Rising home prices are helping many Americans build equity, and gain more financial security. Last year close to two million homeowners were lifted out of negative equity, reports Zillow Inc. Another one million households will find their home’s value has risen above what they owe in 2013, Zillow forecasts.
Looking at traditional benchmarks indicates that real estate is anywhere from seven to 20 percent undervalued now, states The Economist. Comparing the price of homes to both average rents and household incomes reveals that real estate remains at bargain levels.
“It also helps that mortgage rates are at historic lows and are likely to stay that way, since the Federal Reserve has promised to keep an extremely loose monetary stance for the next couple of years,” The Economist observes.
Real estate “is usually a hedge against inflation,” adds The Economist.

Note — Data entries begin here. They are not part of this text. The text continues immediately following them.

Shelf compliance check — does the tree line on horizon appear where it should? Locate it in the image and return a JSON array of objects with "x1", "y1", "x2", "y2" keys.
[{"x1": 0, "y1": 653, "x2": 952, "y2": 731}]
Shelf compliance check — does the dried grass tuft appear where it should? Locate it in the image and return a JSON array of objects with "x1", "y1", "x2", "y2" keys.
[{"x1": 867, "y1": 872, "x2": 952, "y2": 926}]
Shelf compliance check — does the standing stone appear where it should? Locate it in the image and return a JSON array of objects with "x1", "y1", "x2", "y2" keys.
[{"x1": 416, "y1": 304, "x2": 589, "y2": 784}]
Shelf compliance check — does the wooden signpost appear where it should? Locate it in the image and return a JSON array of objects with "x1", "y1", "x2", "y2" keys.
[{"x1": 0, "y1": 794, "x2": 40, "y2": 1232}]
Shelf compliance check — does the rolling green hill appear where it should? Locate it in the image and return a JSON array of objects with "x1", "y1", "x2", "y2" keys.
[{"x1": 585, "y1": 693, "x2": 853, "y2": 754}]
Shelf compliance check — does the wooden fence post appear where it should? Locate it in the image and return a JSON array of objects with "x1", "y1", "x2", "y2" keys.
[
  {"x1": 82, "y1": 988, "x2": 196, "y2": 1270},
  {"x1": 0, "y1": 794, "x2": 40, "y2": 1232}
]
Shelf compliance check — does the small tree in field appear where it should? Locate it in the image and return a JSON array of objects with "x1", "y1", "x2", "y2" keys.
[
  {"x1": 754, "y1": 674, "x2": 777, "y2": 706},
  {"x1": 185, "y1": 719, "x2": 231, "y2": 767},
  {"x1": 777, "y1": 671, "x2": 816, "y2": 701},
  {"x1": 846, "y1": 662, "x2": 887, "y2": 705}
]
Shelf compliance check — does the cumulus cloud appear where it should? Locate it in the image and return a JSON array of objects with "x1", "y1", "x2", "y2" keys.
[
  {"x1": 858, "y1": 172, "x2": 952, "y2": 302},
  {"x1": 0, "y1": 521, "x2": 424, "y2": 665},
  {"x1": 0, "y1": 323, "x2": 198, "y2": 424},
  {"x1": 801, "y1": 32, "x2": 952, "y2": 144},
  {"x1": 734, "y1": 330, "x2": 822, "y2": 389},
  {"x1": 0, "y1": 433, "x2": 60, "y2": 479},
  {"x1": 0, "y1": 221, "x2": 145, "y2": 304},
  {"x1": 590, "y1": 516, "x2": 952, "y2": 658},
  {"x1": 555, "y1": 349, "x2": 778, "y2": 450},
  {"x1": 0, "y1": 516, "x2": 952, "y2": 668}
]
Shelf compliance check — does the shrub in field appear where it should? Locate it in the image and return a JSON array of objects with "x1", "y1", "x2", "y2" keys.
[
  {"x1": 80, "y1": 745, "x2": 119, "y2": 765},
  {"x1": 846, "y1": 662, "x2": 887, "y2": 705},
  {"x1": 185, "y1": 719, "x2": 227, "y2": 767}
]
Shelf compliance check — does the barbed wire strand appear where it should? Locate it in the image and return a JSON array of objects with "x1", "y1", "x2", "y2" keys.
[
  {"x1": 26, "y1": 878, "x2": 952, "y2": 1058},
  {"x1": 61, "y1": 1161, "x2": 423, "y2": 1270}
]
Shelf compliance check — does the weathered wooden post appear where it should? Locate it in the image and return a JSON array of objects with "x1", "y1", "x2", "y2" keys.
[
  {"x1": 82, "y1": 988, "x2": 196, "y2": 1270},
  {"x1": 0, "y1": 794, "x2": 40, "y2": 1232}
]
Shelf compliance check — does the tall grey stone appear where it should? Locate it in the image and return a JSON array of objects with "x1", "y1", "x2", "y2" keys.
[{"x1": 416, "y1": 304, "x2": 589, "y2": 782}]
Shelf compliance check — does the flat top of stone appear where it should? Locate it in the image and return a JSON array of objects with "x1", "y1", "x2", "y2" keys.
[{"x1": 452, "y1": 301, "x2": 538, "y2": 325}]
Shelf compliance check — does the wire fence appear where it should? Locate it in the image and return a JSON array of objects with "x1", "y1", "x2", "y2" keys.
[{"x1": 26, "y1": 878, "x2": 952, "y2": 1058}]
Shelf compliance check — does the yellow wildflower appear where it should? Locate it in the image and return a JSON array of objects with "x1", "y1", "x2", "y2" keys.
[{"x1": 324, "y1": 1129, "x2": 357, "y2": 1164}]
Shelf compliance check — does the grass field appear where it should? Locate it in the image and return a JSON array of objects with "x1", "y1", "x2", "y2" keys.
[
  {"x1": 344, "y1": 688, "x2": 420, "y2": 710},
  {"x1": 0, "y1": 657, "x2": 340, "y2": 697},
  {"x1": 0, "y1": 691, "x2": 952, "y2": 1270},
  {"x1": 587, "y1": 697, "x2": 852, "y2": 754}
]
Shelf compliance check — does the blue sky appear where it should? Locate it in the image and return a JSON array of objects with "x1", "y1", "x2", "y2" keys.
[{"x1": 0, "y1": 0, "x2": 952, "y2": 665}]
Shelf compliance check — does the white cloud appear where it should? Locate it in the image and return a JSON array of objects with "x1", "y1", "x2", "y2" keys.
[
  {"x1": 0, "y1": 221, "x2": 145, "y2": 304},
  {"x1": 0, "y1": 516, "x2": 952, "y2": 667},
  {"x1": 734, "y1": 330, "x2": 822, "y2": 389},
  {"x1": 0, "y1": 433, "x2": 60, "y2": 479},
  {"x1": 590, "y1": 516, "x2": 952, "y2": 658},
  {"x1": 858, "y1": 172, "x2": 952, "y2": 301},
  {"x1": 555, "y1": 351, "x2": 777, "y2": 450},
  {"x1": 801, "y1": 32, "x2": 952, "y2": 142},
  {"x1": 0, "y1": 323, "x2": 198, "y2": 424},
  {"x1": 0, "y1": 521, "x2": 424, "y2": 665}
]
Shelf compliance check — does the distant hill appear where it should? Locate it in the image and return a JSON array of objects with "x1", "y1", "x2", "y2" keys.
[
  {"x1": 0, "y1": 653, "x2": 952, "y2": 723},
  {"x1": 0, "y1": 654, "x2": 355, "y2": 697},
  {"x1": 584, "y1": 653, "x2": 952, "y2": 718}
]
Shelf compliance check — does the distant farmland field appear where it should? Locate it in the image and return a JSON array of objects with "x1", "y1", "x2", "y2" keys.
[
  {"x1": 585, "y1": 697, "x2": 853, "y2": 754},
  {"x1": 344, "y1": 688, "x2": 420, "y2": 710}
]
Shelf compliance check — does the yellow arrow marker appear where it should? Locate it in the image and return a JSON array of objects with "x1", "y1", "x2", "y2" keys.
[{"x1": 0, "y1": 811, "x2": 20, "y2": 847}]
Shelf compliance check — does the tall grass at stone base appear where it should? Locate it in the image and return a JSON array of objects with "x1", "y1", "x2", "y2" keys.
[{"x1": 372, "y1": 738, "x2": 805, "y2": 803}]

It notes that some analysts predict property values in the U.S. will move up faster than stock prices over the next ten years. “The surprise asset class of the next decade could yet be property.”

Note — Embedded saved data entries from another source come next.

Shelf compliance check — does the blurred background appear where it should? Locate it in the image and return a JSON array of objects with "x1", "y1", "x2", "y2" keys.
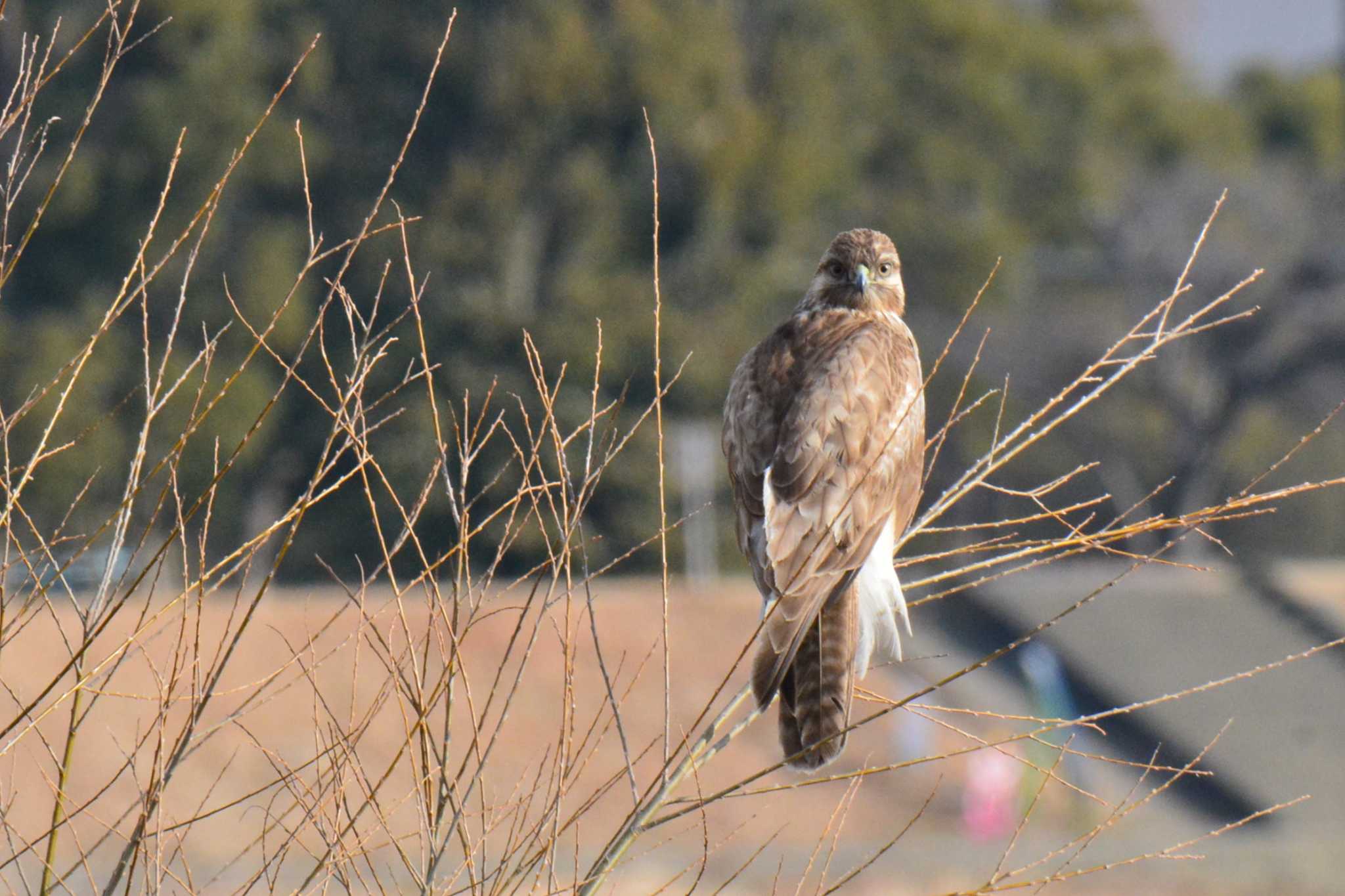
[
  {"x1": 0, "y1": 0, "x2": 1345, "y2": 580},
  {"x1": 0, "y1": 0, "x2": 1345, "y2": 893}
]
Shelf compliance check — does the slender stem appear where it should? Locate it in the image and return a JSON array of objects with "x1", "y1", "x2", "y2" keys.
[{"x1": 37, "y1": 664, "x2": 85, "y2": 896}]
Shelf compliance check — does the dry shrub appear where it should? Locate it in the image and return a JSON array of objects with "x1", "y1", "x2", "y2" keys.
[{"x1": 0, "y1": 4, "x2": 1342, "y2": 893}]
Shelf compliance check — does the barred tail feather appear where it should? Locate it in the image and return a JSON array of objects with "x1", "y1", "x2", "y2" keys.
[{"x1": 752, "y1": 587, "x2": 858, "y2": 770}]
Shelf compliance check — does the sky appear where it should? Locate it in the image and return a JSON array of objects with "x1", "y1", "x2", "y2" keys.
[{"x1": 1143, "y1": 0, "x2": 1345, "y2": 89}]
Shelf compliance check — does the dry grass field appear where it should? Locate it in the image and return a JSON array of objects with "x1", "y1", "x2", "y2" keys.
[{"x1": 0, "y1": 578, "x2": 1330, "y2": 893}]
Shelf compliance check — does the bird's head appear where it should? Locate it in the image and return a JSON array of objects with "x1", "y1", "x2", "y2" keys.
[{"x1": 799, "y1": 227, "x2": 906, "y2": 314}]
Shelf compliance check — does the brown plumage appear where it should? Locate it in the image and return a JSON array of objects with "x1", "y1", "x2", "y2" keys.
[{"x1": 724, "y1": 230, "x2": 924, "y2": 769}]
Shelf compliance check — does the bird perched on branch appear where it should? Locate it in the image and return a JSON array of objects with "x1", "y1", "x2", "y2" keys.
[{"x1": 722, "y1": 230, "x2": 925, "y2": 769}]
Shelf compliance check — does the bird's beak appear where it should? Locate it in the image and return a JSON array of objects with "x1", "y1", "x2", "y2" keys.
[{"x1": 852, "y1": 265, "x2": 869, "y2": 293}]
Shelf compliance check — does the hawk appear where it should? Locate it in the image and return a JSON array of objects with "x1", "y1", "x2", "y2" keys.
[{"x1": 722, "y1": 230, "x2": 925, "y2": 770}]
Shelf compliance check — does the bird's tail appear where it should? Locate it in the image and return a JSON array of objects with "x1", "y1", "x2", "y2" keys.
[{"x1": 752, "y1": 584, "x2": 858, "y2": 770}]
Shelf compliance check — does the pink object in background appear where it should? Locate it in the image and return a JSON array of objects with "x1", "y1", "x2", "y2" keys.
[{"x1": 961, "y1": 750, "x2": 1022, "y2": 840}]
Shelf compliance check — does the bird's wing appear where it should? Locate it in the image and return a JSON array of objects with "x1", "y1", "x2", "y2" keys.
[{"x1": 725, "y1": 310, "x2": 924, "y2": 698}]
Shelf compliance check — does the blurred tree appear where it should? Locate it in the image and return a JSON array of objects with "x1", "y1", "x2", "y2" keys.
[{"x1": 0, "y1": 0, "x2": 1341, "y2": 575}]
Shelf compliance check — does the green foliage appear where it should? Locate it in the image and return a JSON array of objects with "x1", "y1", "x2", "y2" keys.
[{"x1": 0, "y1": 0, "x2": 1341, "y2": 572}]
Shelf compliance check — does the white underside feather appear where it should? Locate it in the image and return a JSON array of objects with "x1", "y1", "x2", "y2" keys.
[{"x1": 854, "y1": 519, "x2": 910, "y2": 677}]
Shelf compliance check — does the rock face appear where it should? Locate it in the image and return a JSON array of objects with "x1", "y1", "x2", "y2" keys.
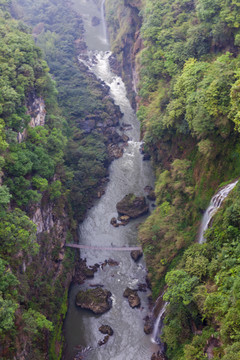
[
  {"x1": 151, "y1": 351, "x2": 168, "y2": 360},
  {"x1": 98, "y1": 325, "x2": 113, "y2": 336},
  {"x1": 131, "y1": 250, "x2": 143, "y2": 261},
  {"x1": 144, "y1": 316, "x2": 154, "y2": 335},
  {"x1": 76, "y1": 288, "x2": 112, "y2": 314},
  {"x1": 98, "y1": 335, "x2": 109, "y2": 346},
  {"x1": 18, "y1": 95, "x2": 46, "y2": 143},
  {"x1": 92, "y1": 16, "x2": 101, "y2": 26},
  {"x1": 117, "y1": 194, "x2": 149, "y2": 219},
  {"x1": 123, "y1": 288, "x2": 141, "y2": 308},
  {"x1": 73, "y1": 259, "x2": 100, "y2": 284}
]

Stronger property sales and higher prices suggest the real estate downturn is over. Folks who continue waiting to purchase probably won’t enjoy the same terrific borrowing terms and bargain prices.
Already some communities have a shortage of houses for sale, NAR reports. “Buyer traffic is continuing to pick up, while seller traffic is holding steady,” explains NAR’s chief economist. “In fact, buyer traffic is 40 percent above a year ago, so there is plenty of demand but insufficient inventory.”

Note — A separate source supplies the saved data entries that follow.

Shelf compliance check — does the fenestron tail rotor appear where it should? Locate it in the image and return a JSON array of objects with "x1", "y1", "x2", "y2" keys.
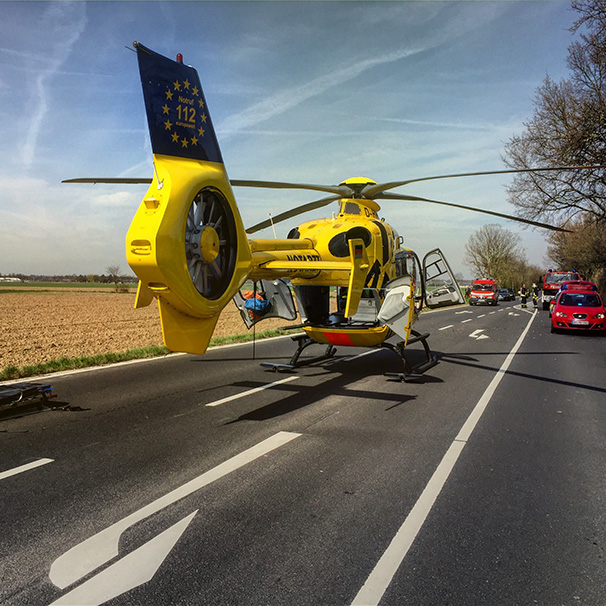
[{"x1": 185, "y1": 187, "x2": 238, "y2": 300}]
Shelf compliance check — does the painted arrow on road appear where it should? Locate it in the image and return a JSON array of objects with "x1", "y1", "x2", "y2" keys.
[{"x1": 469, "y1": 328, "x2": 490, "y2": 341}]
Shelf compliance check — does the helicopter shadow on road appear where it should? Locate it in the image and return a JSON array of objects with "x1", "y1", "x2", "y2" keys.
[
  {"x1": 225, "y1": 356, "x2": 430, "y2": 425},
  {"x1": 438, "y1": 351, "x2": 606, "y2": 393}
]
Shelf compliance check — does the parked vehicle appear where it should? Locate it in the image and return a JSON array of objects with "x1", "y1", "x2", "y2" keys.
[
  {"x1": 551, "y1": 290, "x2": 606, "y2": 333},
  {"x1": 469, "y1": 278, "x2": 498, "y2": 305},
  {"x1": 540, "y1": 269, "x2": 581, "y2": 309},
  {"x1": 497, "y1": 288, "x2": 514, "y2": 301}
]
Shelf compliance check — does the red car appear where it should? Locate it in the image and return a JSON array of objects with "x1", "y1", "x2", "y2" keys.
[{"x1": 551, "y1": 290, "x2": 606, "y2": 332}]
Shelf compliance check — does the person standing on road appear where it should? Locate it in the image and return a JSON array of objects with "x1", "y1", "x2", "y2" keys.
[
  {"x1": 519, "y1": 284, "x2": 528, "y2": 307},
  {"x1": 532, "y1": 282, "x2": 539, "y2": 309}
]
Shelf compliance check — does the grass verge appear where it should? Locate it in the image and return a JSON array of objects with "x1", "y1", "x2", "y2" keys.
[{"x1": 0, "y1": 329, "x2": 299, "y2": 381}]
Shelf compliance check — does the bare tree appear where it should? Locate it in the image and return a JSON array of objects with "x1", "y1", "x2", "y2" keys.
[
  {"x1": 465, "y1": 224, "x2": 526, "y2": 284},
  {"x1": 504, "y1": 0, "x2": 606, "y2": 224}
]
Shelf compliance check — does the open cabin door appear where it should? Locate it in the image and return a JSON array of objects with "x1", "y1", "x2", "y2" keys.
[
  {"x1": 377, "y1": 250, "x2": 423, "y2": 343},
  {"x1": 234, "y1": 279, "x2": 297, "y2": 328},
  {"x1": 423, "y1": 248, "x2": 465, "y2": 308}
]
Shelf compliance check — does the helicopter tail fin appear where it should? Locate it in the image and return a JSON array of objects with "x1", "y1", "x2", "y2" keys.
[{"x1": 126, "y1": 42, "x2": 251, "y2": 353}]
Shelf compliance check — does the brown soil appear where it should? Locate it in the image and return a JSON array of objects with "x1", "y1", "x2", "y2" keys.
[{"x1": 0, "y1": 291, "x2": 296, "y2": 370}]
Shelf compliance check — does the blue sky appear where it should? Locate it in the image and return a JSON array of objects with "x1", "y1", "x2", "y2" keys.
[{"x1": 0, "y1": 0, "x2": 576, "y2": 277}]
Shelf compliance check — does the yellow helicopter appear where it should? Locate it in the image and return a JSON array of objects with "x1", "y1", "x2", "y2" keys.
[{"x1": 65, "y1": 42, "x2": 604, "y2": 380}]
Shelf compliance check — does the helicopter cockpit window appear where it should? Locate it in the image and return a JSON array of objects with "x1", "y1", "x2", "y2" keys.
[{"x1": 341, "y1": 202, "x2": 362, "y2": 215}]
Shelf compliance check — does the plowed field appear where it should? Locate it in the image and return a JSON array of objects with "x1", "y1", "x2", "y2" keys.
[{"x1": 0, "y1": 291, "x2": 296, "y2": 369}]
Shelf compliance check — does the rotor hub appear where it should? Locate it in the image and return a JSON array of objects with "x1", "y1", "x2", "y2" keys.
[{"x1": 200, "y1": 225, "x2": 219, "y2": 263}]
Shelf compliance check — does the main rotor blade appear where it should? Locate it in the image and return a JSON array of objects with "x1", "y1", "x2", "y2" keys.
[
  {"x1": 377, "y1": 193, "x2": 570, "y2": 233},
  {"x1": 230, "y1": 179, "x2": 352, "y2": 198},
  {"x1": 61, "y1": 177, "x2": 152, "y2": 185},
  {"x1": 362, "y1": 164, "x2": 606, "y2": 199},
  {"x1": 246, "y1": 195, "x2": 341, "y2": 234}
]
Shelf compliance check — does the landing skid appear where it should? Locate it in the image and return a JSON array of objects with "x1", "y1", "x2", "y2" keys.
[
  {"x1": 261, "y1": 330, "x2": 439, "y2": 382},
  {"x1": 261, "y1": 335, "x2": 337, "y2": 371},
  {"x1": 381, "y1": 330, "x2": 439, "y2": 382}
]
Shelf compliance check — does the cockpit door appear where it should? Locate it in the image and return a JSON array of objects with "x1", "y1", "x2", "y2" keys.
[
  {"x1": 377, "y1": 275, "x2": 415, "y2": 344},
  {"x1": 423, "y1": 248, "x2": 465, "y2": 308},
  {"x1": 234, "y1": 279, "x2": 297, "y2": 328}
]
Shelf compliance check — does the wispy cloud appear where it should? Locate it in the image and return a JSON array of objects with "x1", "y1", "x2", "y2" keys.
[
  {"x1": 22, "y1": 1, "x2": 87, "y2": 167},
  {"x1": 218, "y1": 48, "x2": 425, "y2": 135}
]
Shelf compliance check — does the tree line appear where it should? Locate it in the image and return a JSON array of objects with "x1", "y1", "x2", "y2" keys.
[{"x1": 465, "y1": 0, "x2": 606, "y2": 293}]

Homes listed for sale are at their lowest point since April 2005, NAR adds. Over the past year the inventory of sale properties has fallen by 25 percent.
Not surprisingly, houses are selling on average four weeks faster than they did twelve months ago. Purchase contract signings also rose sharply in January, says NAR, “and have been above year-ago levels for the past 21 months.” More purchases and a limited supply of houses for sale continue to push real estate prices upwards.